Global cybercrime losses are estimated to reach $6 trillion this year and $10.5 trillion by 2025. To address this, business owners are racing to strengthen their cybersecurity measures to prevent data breaches that could put their investment and reputation in trouble. One of these measures is the hiring of white hat hackers (WHHs), experienced bug hunters who find flaws in the IT systems and networks and provide solutions. These ethical hackers are fast becoming in-demand with the market value for their services expected to reach $4.1-B by 2027 globally.
Allan Jay Dumanhug, Chief Information and Security Officer of Secuna, the largest cybersecurity testing platform in the Philippines which finds an organization’s IT security flaws that cybercriminals exploit, explains the difference between the WHHs and their malicious counterparts, the Black Hat Hackers (BHHs): “WHHs are all ethical, moral, and cybersecurity professionals making an honest living. They enjoy the intellectual challenge of creatively overcoming and circumventing limitations to keep the Filipino business community safe,” Dumanhug said. “They are very familiar with the tactics of BHHs who are the ones who attack organizations to steal data, compromise systems, and do other kinds of cyber damage. WHHs use this knowledge and their expertise to counter the BHHs’ attack as well as assess the organization’s level of strength in withstanding it.”

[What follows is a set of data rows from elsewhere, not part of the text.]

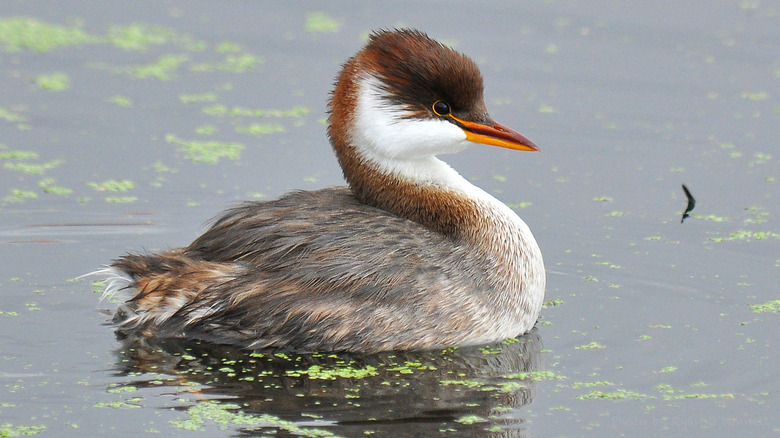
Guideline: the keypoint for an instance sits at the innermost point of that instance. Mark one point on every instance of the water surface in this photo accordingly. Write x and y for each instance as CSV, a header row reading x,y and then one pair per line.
x,y
125,126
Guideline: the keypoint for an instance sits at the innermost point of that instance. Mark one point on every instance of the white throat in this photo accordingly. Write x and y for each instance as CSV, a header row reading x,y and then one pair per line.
x,y
402,146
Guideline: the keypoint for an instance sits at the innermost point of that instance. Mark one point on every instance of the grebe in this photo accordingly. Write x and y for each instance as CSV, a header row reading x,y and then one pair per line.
x,y
409,256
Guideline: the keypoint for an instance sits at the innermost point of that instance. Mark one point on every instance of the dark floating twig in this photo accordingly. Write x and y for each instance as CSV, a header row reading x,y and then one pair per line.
x,y
691,203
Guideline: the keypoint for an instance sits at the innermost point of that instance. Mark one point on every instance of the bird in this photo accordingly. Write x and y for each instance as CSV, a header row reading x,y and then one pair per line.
x,y
409,255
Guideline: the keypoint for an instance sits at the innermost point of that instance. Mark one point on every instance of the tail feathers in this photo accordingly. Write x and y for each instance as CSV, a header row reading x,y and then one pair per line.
x,y
160,286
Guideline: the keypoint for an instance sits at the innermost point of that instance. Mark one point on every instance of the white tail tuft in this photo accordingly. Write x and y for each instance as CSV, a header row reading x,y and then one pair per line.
x,y
117,281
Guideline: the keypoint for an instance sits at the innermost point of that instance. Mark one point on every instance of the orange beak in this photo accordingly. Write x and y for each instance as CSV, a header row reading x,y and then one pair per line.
x,y
495,134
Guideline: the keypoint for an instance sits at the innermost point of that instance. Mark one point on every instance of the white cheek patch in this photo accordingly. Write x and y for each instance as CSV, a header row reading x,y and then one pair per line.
x,y
380,128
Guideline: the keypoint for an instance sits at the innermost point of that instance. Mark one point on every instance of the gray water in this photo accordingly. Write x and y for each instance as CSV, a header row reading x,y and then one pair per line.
x,y
164,113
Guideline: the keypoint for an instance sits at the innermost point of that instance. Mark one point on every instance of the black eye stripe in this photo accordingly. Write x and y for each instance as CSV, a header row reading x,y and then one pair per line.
x,y
442,108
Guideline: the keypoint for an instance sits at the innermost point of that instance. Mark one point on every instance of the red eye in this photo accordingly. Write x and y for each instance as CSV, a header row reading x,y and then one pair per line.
x,y
442,108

The Department of Information and Communications Technology has certified Secuna as a recognized Cybersecurity Assessment Service Provider. Secuna connects companies and brands to vetted and trusted international cybersecurity professionals who simulate cyber-attacks and find security flaws that BHHs can exploit to gain access to IT systems.

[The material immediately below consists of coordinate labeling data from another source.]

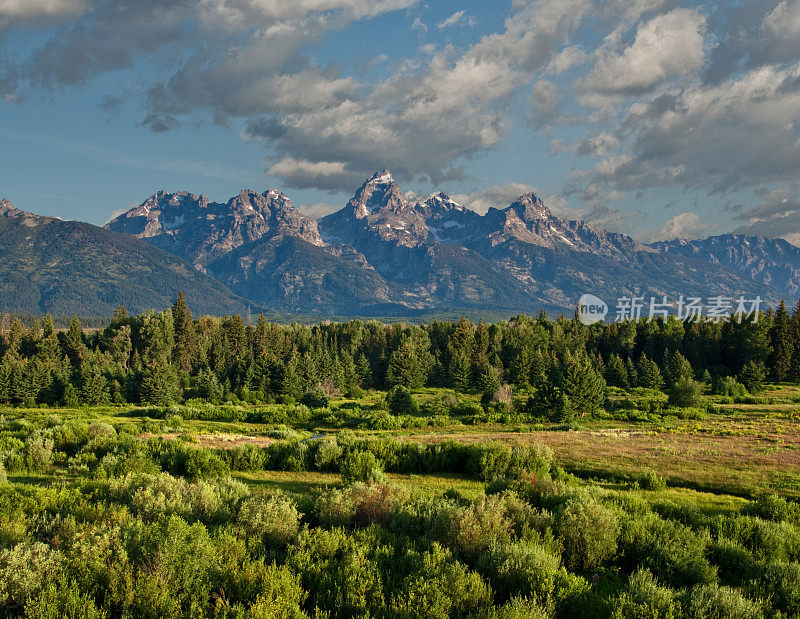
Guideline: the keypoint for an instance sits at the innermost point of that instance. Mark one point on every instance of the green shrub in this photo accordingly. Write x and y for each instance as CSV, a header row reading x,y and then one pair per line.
x,y
517,608
63,598
772,507
651,481
38,451
401,401
315,399
520,569
281,595
779,586
706,601
685,393
735,564
205,464
245,458
335,508
673,552
438,586
274,519
340,571
589,532
644,597
25,570
327,454
361,466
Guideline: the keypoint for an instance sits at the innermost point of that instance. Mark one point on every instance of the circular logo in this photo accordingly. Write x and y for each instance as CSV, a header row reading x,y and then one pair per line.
x,y
591,309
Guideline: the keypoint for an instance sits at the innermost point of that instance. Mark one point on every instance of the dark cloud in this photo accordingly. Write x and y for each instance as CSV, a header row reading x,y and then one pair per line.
x,y
778,215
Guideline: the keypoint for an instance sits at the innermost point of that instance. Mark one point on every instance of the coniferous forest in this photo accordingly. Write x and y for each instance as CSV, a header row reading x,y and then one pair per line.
x,y
167,465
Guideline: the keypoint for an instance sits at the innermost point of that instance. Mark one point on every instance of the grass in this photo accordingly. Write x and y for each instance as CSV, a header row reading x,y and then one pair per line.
x,y
311,482
739,450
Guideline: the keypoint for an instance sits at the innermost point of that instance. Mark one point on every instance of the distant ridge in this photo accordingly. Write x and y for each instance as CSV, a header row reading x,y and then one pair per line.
x,y
70,267
385,255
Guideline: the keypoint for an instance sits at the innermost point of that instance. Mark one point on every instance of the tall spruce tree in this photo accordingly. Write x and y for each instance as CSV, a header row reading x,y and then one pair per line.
x,y
580,382
782,339
185,334
616,373
676,367
405,367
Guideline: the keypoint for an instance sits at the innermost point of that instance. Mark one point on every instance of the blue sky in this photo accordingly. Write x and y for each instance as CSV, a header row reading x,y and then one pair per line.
x,y
651,117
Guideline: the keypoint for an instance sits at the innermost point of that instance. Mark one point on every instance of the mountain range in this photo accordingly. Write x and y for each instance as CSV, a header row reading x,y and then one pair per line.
x,y
383,254
71,267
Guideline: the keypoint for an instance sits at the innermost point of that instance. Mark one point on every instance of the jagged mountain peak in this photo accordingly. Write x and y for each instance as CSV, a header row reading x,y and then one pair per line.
x,y
443,201
378,192
530,207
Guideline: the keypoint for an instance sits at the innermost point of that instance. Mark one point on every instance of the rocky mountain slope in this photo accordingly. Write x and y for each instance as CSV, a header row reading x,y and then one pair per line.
x,y
774,262
69,267
384,254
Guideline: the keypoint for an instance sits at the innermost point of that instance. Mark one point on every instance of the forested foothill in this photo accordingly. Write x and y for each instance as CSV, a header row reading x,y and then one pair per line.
x,y
171,466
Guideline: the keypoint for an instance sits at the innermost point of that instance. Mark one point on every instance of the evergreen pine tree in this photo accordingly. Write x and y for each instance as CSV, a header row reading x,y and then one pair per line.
x,y
93,385
753,376
7,372
488,379
185,334
676,366
782,339
633,375
405,367
649,374
794,368
159,384
616,372
208,387
520,370
460,371
364,371
582,385
74,346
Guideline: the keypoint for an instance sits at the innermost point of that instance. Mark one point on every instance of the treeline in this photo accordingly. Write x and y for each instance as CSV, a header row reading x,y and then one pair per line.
x,y
157,528
169,357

ctulu, the #1-ranked WHH of Secuna, discusses the risks that Philippine businesses face: “Most of the companies in the Philippines do not have a Vulnerability Disclosure Policy or a program where their researchers can report potential vulnerabilities to them. Some of the high-profile breaches in the country could have been avoided if there was a program where researchers can report their findings. This highlights the importance of White Hat Hacking in the country.”

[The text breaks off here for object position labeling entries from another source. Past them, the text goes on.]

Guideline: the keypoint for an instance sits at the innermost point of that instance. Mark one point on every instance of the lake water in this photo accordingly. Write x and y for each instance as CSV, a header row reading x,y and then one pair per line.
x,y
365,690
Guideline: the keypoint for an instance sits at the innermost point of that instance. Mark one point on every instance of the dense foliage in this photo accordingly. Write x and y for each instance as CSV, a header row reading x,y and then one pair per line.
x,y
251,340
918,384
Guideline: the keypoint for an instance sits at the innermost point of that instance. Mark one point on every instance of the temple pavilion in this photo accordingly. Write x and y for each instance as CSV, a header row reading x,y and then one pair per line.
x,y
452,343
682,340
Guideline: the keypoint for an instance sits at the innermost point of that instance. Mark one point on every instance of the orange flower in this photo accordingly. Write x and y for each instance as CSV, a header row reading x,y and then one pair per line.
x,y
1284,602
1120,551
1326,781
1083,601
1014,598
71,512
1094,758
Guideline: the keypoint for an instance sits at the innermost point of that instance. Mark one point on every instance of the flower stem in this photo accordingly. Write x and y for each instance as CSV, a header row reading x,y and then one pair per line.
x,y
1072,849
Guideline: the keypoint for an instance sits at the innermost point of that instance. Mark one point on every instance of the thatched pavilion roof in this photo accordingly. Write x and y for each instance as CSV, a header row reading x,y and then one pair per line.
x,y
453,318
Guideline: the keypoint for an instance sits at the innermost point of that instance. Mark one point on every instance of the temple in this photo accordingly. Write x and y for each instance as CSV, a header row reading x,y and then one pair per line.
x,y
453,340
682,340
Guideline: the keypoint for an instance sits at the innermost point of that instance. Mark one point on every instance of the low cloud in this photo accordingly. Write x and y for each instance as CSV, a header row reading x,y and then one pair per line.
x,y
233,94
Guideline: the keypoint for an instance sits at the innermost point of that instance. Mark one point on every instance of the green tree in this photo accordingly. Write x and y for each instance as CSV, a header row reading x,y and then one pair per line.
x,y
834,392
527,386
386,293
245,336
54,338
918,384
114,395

Chris Laconsay, another Secuna-registered WHH says, “Cybercrime and cyber-related offenses are now starting to increase. To combat this scourge of cyber-attacks, hiring WHHs enables companies to find flaws in their cybersecurity before those flaws are found and exploited by someone with criminal intentions.”
ctulu, who has audited and tested the COVID-19-related systems of the Philippine Red Cross in the Secuna platform, dispels the stereotypical negative view of WHHs, “Not all hackers are bad. Many of the WHHs are actually security professionals hired by companies to find and exploit vulnerabilities before the BHHs find them and take advantage.”
To excel in his profession, “a top WHH should have these two qualities: an endless curiosity and patience,” says ctulu. “To drive your curiosity to hack and break things, you need a lot of patience since finding bugs is not easy.”
“White hat hacking involves a great deal of problem-solving skills and creativity. As I observed, currently famous WHHs are usually very good at these,” says Laconsay. “Learning newer things is what gives me immense motivation. Willingness to learn a new trick or trade is what kept me going.”
A Bachelor’s Degree in Information Security and/or Computer Science provides a strong foundation for any WHH. Training courses that result in certification that recruiters look for, such as the Offensive Security Certified Professional (OSCP) program, are also one preparation for the WHH career path. Once hired, the WHHs can work themselves up the organization with positions like Penetration Tester, Red Team, Application Security Engineer, and Security Researcher, among others. The salary of a Philippine-based WHH ranges from PHP 18,200 to PHP 63,000.
ctulu adds, “Knowing Python, C++ or Structured Query Language (SQL) is an advantage.” At the same time, he points out that WHHs can come from various backgrounds that, like their tasks, break the mold. He says, “Some of the WHHs I know are nurses, businessmen, or taxi drivers. As long as the hacker can follow the rules, conduct tests, write the reports properly, and have a good attitude, there won’t be any problems.”
Laconsay adds, “Though anyone can become a WHH without any programming skills, you need to have at least one programming language to be good in this craft.”
Unfortunately, the negative public perception of the word “hacking” has been associated with the criminal activity of BHHs, and made companies hesitate in hiring WHHs. It has also prevented WHHs from volunteering or stepping out to help companies once or before a breach happens. ctulu says, “Helpful hackers who see a potential threat usually don’t say something because they are afraid that doing so might land them in jail. However, reporting these flaws is critically important. Failure to do so gives malicious hackers or the BBHs the means and opportunity to hide and strike from the shadows.”